Alberto Olivero, Sinan Khadhouri, Erika Palagonia, Paolo Dell'Oglio, Stefano Tappero, Barend Dreyer, Aldo Massimo Bocciardi, Alberto Caviglia, Antonio Galfano, Feras Al Jaafari, Bhaskar K Somani, Amelia Pietropaolo, Silvia Secco

Research output: Contribution to journalArticlepeer-review

Abstract

Background: Minimally invasive surgical treatments (MISTs) are many promising approaches for the management of benign prostate hyperplasia (BPH) that might be performed under local anesthesia (LA) and have same-day discharge. To address the feasibility and efficacy of LA for BPH-MIST, a specific trifecta was conceptualized and tested: (1) no intraoperative complications, (2) reduced intraoperative pain, and (3) same-day discharge.

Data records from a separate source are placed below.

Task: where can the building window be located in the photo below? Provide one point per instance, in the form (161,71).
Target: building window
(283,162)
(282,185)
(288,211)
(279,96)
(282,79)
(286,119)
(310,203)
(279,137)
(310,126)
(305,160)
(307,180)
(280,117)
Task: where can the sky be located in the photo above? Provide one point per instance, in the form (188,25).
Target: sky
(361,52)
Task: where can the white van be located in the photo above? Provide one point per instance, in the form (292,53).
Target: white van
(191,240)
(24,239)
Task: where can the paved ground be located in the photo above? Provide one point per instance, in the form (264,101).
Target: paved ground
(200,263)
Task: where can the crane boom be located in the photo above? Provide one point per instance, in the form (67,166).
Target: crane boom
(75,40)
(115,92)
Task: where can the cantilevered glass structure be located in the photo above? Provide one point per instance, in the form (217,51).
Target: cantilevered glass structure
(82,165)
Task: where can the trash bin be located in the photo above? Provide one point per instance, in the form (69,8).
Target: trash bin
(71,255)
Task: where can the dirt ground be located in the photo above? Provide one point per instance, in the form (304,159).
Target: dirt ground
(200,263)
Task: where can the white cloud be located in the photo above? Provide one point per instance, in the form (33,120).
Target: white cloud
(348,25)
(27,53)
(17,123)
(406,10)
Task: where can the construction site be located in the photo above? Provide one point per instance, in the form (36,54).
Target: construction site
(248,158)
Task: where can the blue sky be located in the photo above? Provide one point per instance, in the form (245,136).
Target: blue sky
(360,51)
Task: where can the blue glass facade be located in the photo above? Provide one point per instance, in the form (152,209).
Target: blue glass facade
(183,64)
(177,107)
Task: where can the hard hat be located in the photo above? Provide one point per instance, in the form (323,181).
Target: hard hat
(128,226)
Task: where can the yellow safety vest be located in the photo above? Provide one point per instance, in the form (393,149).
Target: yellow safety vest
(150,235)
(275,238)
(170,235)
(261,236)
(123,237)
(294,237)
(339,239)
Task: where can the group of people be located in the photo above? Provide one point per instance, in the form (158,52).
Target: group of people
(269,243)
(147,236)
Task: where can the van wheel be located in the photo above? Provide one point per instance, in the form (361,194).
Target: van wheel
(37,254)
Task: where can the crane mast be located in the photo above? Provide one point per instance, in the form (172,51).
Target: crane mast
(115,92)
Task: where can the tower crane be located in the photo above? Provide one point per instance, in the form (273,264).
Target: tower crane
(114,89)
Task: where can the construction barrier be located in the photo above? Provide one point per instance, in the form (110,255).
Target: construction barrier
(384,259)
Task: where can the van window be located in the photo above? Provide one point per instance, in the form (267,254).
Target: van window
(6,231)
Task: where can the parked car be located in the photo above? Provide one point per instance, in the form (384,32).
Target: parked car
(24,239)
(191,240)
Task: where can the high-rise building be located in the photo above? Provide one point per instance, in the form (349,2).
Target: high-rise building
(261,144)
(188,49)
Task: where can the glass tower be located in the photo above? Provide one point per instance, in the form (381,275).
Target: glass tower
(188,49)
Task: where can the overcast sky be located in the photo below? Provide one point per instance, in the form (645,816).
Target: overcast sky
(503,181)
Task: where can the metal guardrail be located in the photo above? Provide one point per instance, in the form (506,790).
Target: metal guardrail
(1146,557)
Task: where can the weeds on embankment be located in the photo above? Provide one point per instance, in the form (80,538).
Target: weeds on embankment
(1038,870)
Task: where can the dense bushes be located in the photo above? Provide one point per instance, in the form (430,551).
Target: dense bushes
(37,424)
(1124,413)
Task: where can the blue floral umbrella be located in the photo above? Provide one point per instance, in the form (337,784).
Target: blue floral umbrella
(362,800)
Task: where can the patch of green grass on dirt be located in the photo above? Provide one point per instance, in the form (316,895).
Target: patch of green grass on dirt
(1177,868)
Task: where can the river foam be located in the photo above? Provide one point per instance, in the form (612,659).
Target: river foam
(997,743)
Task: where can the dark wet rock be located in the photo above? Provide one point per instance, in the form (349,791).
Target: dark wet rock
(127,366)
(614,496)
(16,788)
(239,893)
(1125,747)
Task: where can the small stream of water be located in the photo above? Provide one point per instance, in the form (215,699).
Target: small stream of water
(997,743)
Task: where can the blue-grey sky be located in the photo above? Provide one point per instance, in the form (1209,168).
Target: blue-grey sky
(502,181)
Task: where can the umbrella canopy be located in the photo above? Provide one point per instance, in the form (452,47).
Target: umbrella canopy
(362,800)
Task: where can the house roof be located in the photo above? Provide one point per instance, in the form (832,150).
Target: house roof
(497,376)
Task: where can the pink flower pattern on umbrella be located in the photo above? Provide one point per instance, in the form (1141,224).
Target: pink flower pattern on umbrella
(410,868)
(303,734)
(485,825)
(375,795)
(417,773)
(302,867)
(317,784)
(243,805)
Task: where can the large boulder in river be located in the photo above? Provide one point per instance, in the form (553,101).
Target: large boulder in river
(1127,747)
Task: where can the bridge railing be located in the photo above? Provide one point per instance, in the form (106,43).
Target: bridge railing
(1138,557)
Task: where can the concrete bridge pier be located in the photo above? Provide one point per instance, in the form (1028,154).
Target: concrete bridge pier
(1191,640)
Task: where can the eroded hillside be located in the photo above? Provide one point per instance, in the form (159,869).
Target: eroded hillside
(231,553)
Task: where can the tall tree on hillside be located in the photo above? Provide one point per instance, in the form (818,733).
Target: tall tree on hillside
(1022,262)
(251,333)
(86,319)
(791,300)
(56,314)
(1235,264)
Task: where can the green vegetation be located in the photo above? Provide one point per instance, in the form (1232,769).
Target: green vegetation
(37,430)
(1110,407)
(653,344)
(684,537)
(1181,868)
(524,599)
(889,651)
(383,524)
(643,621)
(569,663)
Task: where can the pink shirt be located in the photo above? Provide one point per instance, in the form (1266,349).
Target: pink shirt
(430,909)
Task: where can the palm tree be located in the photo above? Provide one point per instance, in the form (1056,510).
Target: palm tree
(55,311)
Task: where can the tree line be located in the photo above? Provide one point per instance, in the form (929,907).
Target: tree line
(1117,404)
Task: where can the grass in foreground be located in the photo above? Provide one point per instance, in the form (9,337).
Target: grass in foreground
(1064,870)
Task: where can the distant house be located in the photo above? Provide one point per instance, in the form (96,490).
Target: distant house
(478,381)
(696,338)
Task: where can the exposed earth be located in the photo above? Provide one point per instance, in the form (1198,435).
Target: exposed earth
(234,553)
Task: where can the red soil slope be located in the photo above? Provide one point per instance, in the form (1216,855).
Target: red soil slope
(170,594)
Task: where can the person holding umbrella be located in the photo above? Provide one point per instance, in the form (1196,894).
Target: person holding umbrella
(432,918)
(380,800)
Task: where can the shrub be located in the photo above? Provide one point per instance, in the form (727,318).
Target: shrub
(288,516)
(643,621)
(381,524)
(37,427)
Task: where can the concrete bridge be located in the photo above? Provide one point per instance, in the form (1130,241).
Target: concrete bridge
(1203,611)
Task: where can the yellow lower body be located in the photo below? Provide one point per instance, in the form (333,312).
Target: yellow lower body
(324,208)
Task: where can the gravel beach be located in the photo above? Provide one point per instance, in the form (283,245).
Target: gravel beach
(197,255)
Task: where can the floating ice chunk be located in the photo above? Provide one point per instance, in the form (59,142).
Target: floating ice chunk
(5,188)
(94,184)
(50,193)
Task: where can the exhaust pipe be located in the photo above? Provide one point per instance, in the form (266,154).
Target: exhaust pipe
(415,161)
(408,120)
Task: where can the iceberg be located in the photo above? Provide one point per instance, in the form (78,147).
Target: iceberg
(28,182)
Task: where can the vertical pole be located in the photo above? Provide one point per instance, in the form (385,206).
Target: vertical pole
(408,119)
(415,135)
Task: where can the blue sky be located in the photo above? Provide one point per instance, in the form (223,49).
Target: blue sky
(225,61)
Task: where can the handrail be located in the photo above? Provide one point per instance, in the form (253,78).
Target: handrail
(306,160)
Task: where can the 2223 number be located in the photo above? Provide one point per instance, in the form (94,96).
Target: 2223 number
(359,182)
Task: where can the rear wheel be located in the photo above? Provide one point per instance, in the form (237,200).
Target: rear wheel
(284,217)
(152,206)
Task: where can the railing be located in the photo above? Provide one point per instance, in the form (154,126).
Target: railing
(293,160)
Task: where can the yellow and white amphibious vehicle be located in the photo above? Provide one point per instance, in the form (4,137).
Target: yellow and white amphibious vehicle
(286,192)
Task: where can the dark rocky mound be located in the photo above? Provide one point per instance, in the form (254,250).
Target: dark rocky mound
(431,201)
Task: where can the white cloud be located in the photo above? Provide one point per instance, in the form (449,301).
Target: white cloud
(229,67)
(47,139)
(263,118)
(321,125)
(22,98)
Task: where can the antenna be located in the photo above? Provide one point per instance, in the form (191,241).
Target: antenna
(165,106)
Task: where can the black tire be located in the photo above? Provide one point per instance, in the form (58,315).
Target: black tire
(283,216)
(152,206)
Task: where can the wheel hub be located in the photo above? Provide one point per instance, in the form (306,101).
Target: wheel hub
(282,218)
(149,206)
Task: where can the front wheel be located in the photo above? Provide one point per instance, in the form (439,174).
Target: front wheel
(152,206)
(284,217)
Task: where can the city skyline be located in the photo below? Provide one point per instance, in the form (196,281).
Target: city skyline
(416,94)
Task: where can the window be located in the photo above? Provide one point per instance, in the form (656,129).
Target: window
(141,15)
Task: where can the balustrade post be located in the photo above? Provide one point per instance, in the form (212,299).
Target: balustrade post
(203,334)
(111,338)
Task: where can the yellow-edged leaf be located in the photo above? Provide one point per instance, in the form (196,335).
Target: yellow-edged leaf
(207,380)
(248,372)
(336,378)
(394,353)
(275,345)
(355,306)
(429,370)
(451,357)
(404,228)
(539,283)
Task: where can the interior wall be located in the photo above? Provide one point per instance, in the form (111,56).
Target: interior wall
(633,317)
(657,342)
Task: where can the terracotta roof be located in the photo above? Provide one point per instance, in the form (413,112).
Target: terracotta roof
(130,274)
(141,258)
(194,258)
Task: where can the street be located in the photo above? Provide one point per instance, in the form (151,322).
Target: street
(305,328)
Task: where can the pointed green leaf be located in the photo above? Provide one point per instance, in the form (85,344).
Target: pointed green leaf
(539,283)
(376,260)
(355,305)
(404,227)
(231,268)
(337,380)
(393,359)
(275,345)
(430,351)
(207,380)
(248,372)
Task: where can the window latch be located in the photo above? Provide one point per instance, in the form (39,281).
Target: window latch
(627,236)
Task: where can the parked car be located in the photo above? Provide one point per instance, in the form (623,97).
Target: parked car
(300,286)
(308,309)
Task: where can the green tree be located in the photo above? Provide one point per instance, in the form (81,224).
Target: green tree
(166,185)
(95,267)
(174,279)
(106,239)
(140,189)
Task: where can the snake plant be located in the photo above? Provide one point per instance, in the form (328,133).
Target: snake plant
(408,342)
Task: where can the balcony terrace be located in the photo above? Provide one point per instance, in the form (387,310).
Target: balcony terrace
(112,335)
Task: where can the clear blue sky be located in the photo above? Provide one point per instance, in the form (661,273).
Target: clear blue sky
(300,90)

Materials and Methods: We prospectively collected data from patients who underwent Rezum, Urolift, and iTIND treatments from January 01, 2023, to February 28, 2024, on an international database. All the patients received a local administration of two anesthetic gels in the urethra before the procedure; selected patients, in addition, received a transperineal anesthetic injection in the periprostatic space or transurethrally with a Schelin Catheter (SC) injection directly in the prostatic lobes. Reduced intraoperative pain was defined as <5 on the visual analogue scale (VAS range: 0-10).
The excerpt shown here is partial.